Millionaires - individuals with investable assets of $1 million to $5 million - most commonly use a full-service broker, but 18 percent of these typically sophisticated investors engage an independent financial advisor.
What advantages does an independent financial advisor offer? Unlike an in-house advisor who is limited to the menu of products approved by his employer, independent financial advisors can help investors make informed and objective investment choices from a wide range of financial products, according to LPL Financial, a financial service firm that provides services to more than 12,500 independent financial advisors.
Some independent financial advisors register with the National Association of Personal Financial Advisors, or NAPFA, the professional organization that holds fee-only financial planners to a high ethical standard. The organization defines a fee-only planner as one who is “compensated solely by the client” not by sales commissions, which, according to NAPFA, create an inherent conflict of interest for even the most well-intentioned financial professionals.
“Unfortunately, the vast majority of financial advisors in the United States are sellers of financial products,” said NAPFA in a prepared statement. “Some or all of their income may be dependent upon their ability to steer their clients to a limited number of the thousands of financial products available today.”
Most Millionaires – 55 percent - prefer paying fees vs. commissions, and 61 percent say they are comfortable with the fees paid to financial professionals, according to Millionaire Corner research, which finds that Millionaires engage an advisor to help manage or completely manage more than half of their assets.
Some independent financial advisors charge a flat fee for a service rendered, such as devising a financial plan, while others charge an hourly professional fee and others, a percentage of assets under management.
An independent financial advisor may have earned a professional designation, such as Certified Financial Planner, or CFP. Some credentials denote more expertise than others, and it’s wise for prospective clients to thoroughly research a potential advisors background before entering a working relationship. The website Bankrate.com recommends asking key questions during a preliminary interview to determine an advisor’s experience and qualifications, services offered and approach to financial planning.

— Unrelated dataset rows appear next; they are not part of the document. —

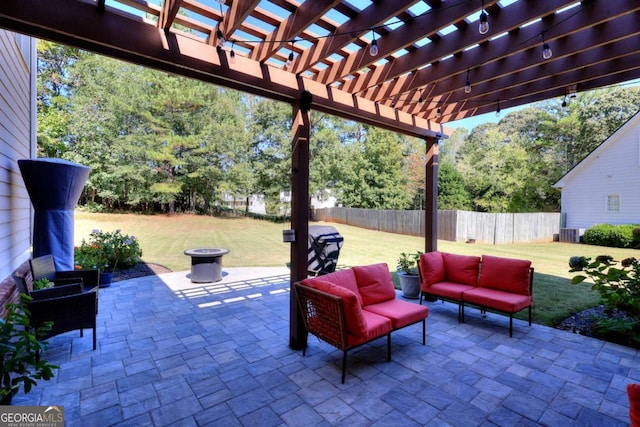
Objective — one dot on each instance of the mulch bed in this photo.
(581, 323)
(139, 270)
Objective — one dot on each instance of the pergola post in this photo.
(299, 213)
(431, 196)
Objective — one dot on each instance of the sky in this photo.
(471, 122)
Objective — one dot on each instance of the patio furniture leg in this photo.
(344, 365)
(510, 325)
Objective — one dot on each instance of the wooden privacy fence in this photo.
(455, 226)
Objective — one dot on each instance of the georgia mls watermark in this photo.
(31, 416)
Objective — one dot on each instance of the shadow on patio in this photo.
(175, 353)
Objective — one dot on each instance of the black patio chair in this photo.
(67, 306)
(44, 267)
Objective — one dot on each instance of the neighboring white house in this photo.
(605, 186)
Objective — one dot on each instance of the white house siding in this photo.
(17, 141)
(612, 169)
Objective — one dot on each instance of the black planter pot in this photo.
(410, 285)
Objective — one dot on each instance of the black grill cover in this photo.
(54, 186)
(324, 248)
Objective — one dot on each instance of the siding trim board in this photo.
(17, 141)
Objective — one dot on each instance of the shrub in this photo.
(619, 288)
(107, 251)
(611, 235)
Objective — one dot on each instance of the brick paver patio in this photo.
(173, 353)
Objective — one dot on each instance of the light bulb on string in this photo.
(220, 36)
(373, 50)
(546, 51)
(467, 84)
(232, 54)
(483, 28)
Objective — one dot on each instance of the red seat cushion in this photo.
(377, 326)
(345, 278)
(431, 265)
(355, 318)
(448, 290)
(461, 268)
(633, 391)
(499, 300)
(401, 313)
(374, 283)
(511, 275)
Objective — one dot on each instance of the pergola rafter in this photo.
(426, 47)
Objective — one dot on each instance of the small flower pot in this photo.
(410, 285)
(105, 279)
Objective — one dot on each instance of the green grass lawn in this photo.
(259, 243)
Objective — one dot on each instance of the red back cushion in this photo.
(374, 283)
(461, 268)
(356, 323)
(633, 391)
(431, 265)
(505, 274)
(345, 278)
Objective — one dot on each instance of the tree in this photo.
(452, 193)
(377, 181)
(53, 85)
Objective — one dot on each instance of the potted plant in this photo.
(107, 251)
(20, 349)
(408, 274)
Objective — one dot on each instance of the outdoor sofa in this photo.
(502, 285)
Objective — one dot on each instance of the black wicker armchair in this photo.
(67, 306)
(44, 267)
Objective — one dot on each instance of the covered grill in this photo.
(324, 248)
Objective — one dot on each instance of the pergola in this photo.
(404, 65)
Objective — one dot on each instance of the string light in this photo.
(483, 28)
(373, 50)
(467, 84)
(220, 36)
(232, 54)
(546, 49)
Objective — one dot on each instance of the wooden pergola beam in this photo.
(121, 37)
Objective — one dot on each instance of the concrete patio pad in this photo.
(174, 353)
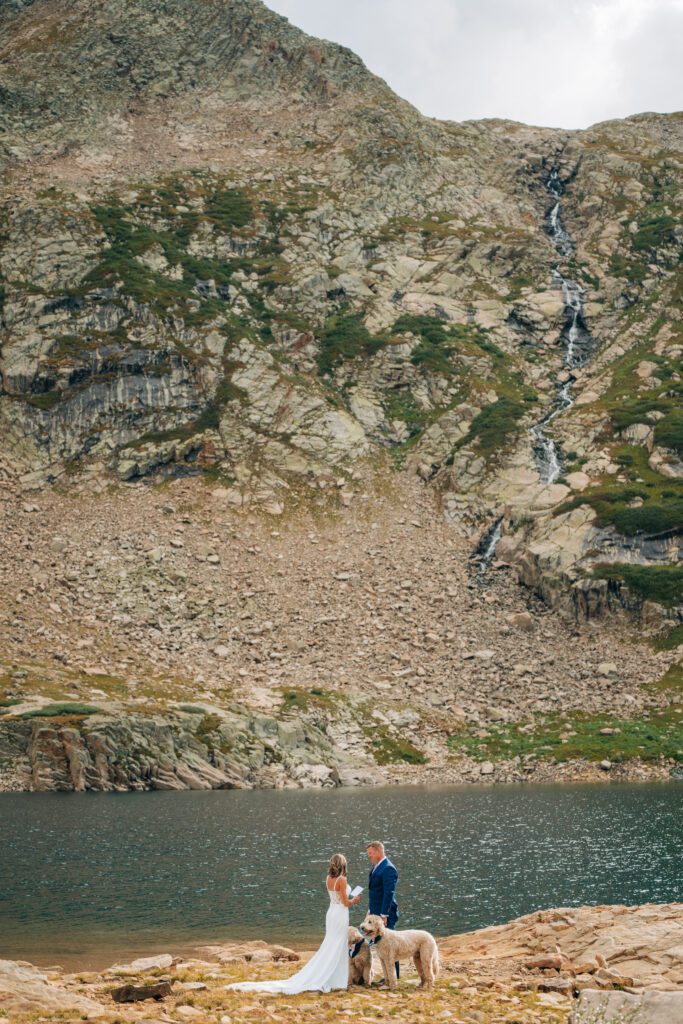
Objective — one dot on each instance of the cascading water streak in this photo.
(578, 344)
(577, 340)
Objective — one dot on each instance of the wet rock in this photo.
(138, 993)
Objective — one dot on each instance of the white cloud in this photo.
(561, 62)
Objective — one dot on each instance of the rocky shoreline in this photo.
(540, 969)
(191, 646)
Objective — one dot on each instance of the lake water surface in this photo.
(90, 879)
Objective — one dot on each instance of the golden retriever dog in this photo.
(359, 960)
(391, 946)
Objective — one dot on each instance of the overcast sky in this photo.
(563, 64)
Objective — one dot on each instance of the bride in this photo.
(328, 969)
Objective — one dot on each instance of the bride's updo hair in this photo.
(338, 866)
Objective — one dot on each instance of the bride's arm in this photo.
(341, 885)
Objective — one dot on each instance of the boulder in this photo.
(647, 1008)
(138, 993)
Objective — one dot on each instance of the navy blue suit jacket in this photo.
(382, 892)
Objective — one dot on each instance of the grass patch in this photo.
(669, 432)
(63, 710)
(345, 337)
(495, 424)
(300, 699)
(670, 640)
(662, 508)
(671, 683)
(389, 750)
(663, 584)
(577, 736)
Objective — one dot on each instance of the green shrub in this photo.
(573, 735)
(345, 337)
(653, 232)
(663, 584)
(669, 432)
(494, 425)
(649, 518)
(228, 209)
(388, 750)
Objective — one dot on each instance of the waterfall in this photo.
(578, 341)
(578, 346)
(485, 549)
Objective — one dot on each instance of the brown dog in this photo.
(393, 946)
(359, 960)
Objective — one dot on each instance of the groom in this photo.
(382, 888)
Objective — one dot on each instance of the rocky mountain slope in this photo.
(493, 975)
(233, 263)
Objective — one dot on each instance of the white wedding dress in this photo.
(327, 970)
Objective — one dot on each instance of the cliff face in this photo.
(229, 253)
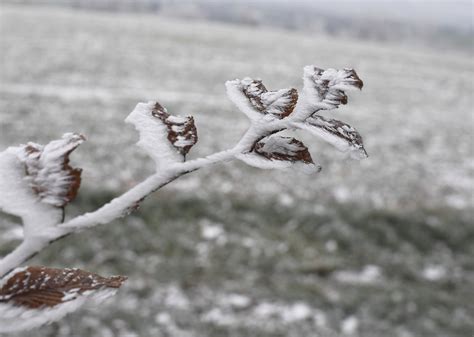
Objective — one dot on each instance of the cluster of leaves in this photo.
(43, 182)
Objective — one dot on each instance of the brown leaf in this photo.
(341, 135)
(182, 132)
(283, 148)
(279, 104)
(325, 89)
(36, 286)
(48, 170)
(277, 152)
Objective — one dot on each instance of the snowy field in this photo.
(381, 247)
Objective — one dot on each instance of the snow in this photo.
(434, 272)
(16, 318)
(370, 274)
(153, 135)
(350, 325)
(18, 198)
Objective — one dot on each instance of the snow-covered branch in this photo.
(37, 182)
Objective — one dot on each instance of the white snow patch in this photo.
(434, 272)
(368, 275)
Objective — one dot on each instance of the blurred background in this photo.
(381, 247)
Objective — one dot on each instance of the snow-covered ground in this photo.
(370, 248)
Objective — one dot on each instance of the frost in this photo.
(48, 171)
(350, 325)
(324, 89)
(166, 138)
(434, 272)
(339, 134)
(253, 99)
(33, 296)
(277, 152)
(369, 275)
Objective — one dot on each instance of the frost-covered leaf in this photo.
(277, 152)
(166, 138)
(33, 296)
(325, 89)
(252, 98)
(343, 136)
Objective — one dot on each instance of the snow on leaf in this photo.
(325, 89)
(166, 138)
(33, 296)
(277, 152)
(252, 98)
(48, 171)
(341, 135)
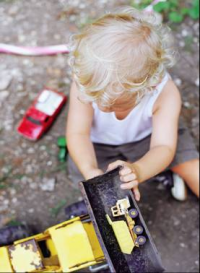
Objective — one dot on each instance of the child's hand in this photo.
(93, 173)
(128, 176)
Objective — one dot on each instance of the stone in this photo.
(185, 33)
(48, 184)
(5, 80)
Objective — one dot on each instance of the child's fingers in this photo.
(128, 178)
(130, 185)
(115, 164)
(137, 194)
(126, 170)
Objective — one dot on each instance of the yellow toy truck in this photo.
(126, 232)
(67, 247)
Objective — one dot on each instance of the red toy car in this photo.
(41, 114)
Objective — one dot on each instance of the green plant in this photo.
(173, 10)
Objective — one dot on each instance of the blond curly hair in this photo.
(123, 53)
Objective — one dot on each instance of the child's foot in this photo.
(179, 190)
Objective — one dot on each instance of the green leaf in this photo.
(195, 3)
(174, 3)
(176, 17)
(185, 11)
(194, 13)
(162, 6)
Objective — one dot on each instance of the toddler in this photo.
(124, 106)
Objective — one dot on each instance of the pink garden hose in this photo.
(49, 50)
(34, 51)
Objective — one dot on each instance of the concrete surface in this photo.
(26, 166)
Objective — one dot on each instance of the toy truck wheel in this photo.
(138, 230)
(75, 210)
(10, 234)
(133, 213)
(141, 240)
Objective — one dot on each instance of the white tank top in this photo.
(107, 129)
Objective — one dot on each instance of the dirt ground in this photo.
(27, 169)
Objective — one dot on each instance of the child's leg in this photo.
(189, 171)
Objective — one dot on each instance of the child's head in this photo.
(123, 54)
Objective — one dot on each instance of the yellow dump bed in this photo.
(122, 235)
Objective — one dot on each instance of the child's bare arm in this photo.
(166, 114)
(78, 135)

Savvy investors will determine how an advisor is compensated and how fees are structured, and will ask whether the advisor has been disciplined for unlawful or unethical actions.

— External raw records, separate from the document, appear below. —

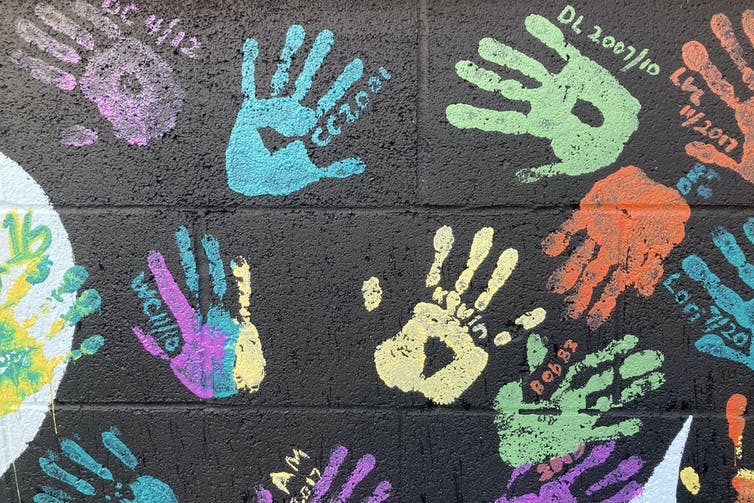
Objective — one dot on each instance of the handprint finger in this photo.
(32, 34)
(350, 74)
(506, 262)
(216, 266)
(506, 56)
(250, 53)
(443, 243)
(53, 470)
(625, 470)
(696, 58)
(172, 295)
(188, 260)
(723, 30)
(78, 455)
(465, 116)
(44, 72)
(331, 470)
(725, 297)
(380, 493)
(594, 273)
(715, 346)
(343, 169)
(556, 242)
(480, 248)
(321, 47)
(550, 35)
(732, 252)
(65, 25)
(490, 81)
(363, 467)
(240, 269)
(293, 41)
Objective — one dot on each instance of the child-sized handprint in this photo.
(581, 148)
(219, 354)
(400, 360)
(531, 432)
(321, 489)
(563, 490)
(145, 489)
(697, 59)
(25, 367)
(131, 85)
(725, 297)
(632, 223)
(251, 167)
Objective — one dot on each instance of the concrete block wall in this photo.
(126, 136)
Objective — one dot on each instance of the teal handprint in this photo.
(725, 298)
(145, 489)
(581, 148)
(251, 167)
(532, 432)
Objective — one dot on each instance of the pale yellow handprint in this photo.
(400, 360)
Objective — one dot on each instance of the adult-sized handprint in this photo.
(141, 110)
(321, 489)
(145, 489)
(531, 432)
(697, 59)
(563, 490)
(251, 167)
(632, 223)
(25, 368)
(581, 148)
(219, 354)
(400, 360)
(725, 297)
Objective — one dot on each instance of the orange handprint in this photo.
(632, 223)
(696, 58)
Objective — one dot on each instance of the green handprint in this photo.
(533, 432)
(581, 148)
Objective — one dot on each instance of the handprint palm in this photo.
(563, 490)
(137, 116)
(697, 59)
(321, 489)
(220, 353)
(400, 360)
(581, 148)
(723, 296)
(632, 223)
(252, 169)
(532, 432)
(145, 489)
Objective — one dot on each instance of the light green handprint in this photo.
(533, 432)
(581, 148)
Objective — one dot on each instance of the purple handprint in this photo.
(131, 85)
(561, 488)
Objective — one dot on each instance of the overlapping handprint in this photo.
(321, 489)
(531, 432)
(618, 485)
(581, 148)
(144, 488)
(400, 360)
(140, 111)
(696, 57)
(217, 354)
(251, 167)
(632, 223)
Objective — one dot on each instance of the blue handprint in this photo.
(145, 489)
(251, 168)
(725, 298)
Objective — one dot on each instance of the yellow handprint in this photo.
(400, 360)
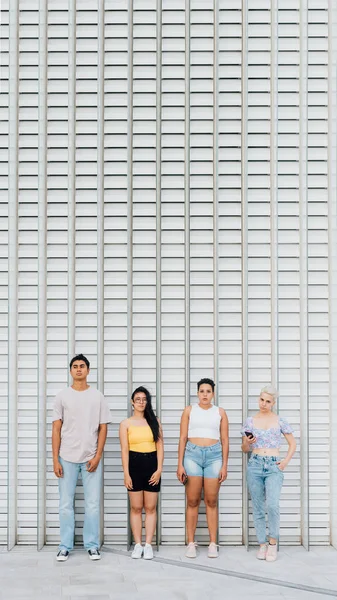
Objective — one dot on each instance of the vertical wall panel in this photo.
(117, 233)
(318, 272)
(8, 221)
(171, 200)
(229, 260)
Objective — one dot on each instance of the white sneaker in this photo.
(191, 551)
(137, 551)
(262, 552)
(94, 554)
(213, 551)
(148, 552)
(271, 553)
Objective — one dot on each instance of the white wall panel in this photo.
(167, 193)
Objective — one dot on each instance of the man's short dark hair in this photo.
(208, 381)
(80, 357)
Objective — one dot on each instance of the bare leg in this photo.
(150, 505)
(193, 494)
(211, 493)
(136, 502)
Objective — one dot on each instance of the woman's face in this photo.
(266, 402)
(205, 394)
(139, 401)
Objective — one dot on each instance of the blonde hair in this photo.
(271, 390)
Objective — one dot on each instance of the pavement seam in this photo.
(236, 574)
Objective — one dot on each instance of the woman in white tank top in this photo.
(202, 462)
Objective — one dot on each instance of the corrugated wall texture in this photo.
(168, 188)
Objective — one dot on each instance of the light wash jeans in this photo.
(265, 481)
(92, 495)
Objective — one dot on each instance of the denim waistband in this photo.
(258, 457)
(211, 447)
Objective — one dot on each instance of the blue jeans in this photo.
(92, 495)
(203, 461)
(265, 481)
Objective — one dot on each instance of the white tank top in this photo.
(204, 423)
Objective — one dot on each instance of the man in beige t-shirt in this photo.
(80, 419)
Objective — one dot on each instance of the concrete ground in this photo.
(26, 574)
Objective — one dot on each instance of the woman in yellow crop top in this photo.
(142, 449)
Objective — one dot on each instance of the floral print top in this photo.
(267, 438)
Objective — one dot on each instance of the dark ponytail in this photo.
(148, 413)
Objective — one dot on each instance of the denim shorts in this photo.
(203, 461)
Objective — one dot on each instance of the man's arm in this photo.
(56, 443)
(93, 463)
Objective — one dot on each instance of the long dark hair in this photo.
(148, 413)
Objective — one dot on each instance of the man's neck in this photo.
(80, 386)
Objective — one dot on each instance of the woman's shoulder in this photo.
(285, 425)
(126, 423)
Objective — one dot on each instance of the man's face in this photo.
(79, 370)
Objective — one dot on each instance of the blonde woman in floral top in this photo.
(262, 435)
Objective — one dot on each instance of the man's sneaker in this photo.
(262, 551)
(213, 550)
(191, 550)
(94, 554)
(62, 555)
(271, 553)
(137, 551)
(148, 552)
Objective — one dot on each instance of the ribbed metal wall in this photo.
(169, 200)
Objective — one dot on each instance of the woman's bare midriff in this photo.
(202, 441)
(267, 451)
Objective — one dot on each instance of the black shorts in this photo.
(142, 465)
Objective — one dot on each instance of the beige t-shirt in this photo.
(81, 414)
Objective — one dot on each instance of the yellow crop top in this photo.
(141, 438)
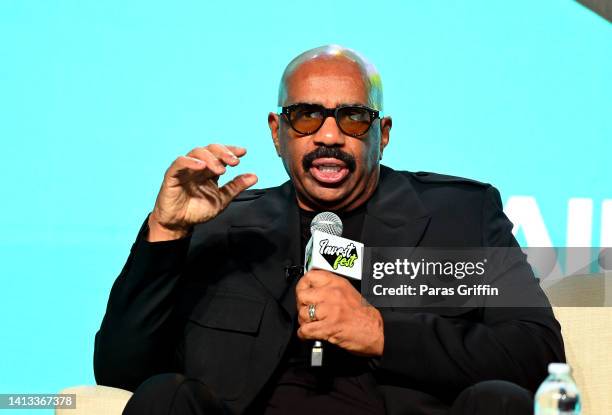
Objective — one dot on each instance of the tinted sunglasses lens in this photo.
(306, 119)
(354, 120)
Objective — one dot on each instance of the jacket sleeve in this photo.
(138, 334)
(451, 353)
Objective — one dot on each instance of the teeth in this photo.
(329, 168)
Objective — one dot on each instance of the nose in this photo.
(329, 134)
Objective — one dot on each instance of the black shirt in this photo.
(344, 384)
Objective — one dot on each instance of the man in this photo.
(210, 316)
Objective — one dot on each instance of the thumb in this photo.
(235, 186)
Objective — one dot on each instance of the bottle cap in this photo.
(558, 368)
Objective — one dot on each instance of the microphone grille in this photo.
(327, 222)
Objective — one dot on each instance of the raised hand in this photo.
(190, 193)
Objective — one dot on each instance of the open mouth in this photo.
(329, 170)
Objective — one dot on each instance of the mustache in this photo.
(329, 152)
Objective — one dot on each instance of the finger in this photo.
(316, 330)
(224, 154)
(185, 163)
(320, 313)
(235, 186)
(306, 296)
(214, 164)
(319, 278)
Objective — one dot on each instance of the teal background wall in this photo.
(97, 98)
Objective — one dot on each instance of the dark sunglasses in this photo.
(306, 119)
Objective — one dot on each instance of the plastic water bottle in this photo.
(558, 394)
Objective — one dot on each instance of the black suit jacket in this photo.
(219, 305)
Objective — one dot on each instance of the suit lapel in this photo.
(268, 241)
(395, 215)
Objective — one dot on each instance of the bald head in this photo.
(334, 55)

Trustworthiness is the top selection criteria for Millionaires choosing a new advisor, according to Millionaire Corner research. More than 93 percent of Millionaires are also heavily influenced by an advisor’s investment track record and whether the individual provides transparency. Fees and commissions are a key factor for 86 percent of Millionaires.
According to LPL, An independent financial advisor engages in holistic financial planning, taking into account a client’s long-term goals and needs at various life stages. He or she can help clients establish a financial plan that considers savings goals, such as buying a home, paying for college and setting aside enough money for retirement. An independent financial advisor can also help investors manage their cash flow and credit needs, and evaluate the tax consequences of their financial decisions. As appropriate, an independent financial advisor can discuss a range of investments, including stocks, bonds and alternative products.